Case study: Surgical swab left in patient
A female cat underwent an ovariohysterectomy, and as part of the procedure, was anaesthetised and intubated. Once she had recovered from the anaesthetic, she was discharged. During a follow up visit, the vet who performed the procedure felt an abdominal mass when examining the cat, and asked the client to consider letting them perform an ultrasound during their next appointment if the mass was still there. The client did not return to the clinic.
Several years later, a veterinarian from a different clinic was examining the cat for another issue and felt the mass. They performed a laparotomy to investigate and found a surgical swab had been left in the cat and was causing the mass. The veterinarian noted that the cat did not appear to be in pain and was in good health.
The client made a complaint to VCNZ about the veterinarian who performed the ovariohysterectomy and left the gauze swab inside their cat’s abdomen.

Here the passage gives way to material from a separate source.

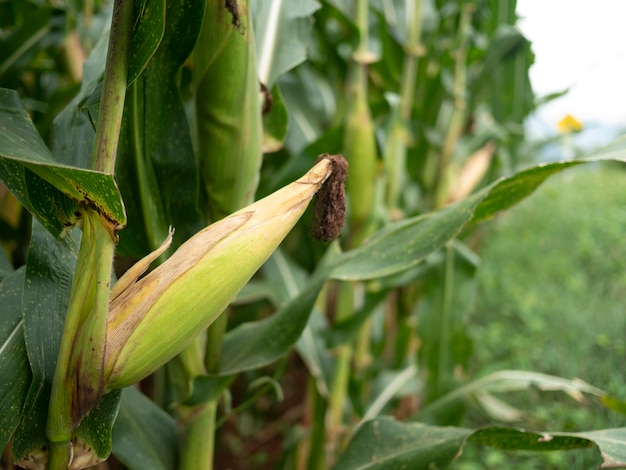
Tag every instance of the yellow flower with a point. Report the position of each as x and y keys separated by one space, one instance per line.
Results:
x=569 y=124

The issues raised in the complaint were whether the quality of care was appropriate and provided to the expected standard for veterinarians in New Zealand.

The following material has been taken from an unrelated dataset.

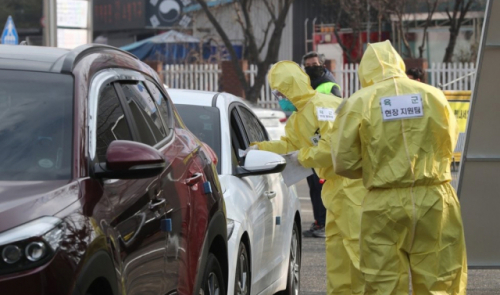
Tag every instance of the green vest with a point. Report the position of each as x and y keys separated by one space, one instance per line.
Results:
x=326 y=87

The Complaints Assessment Committee (CAC), which oversees the formal complaints process, considered it’s options under the Veterinarians Act 2005 (“the Act”) and concluded that no further action was required.

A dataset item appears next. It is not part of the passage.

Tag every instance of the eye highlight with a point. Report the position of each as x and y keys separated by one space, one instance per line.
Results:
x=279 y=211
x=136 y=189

It found that there was no evidence of previous or subsequent similar incidents involving the veterinarian, and did not find that the veterinarian acted in a way that would call for discipline under Section 50 of the Veterinarians Act 2005.
The CAC acknowledged that the veterinarian took full responsibility for the error by sending a written apology to the client, and putting a protocol in place to do a swab and needle count at the beginning and end of each surgery.
The case provides an example of a veterinarian taking responsibility for their mistake and being proactive in managing the situation with a client.
The veterinarian demonstrated to the CAC that they had mitigated the chances of a similar issue from happening again. The CAC noted that while the situation had caused the client some distress, it was an isolated event and did not raise concerns about the veterinarians competence.
In its finding, the CAC highlighted the importance for all clinical staff members to be aware of, and understand, standard operating procedures.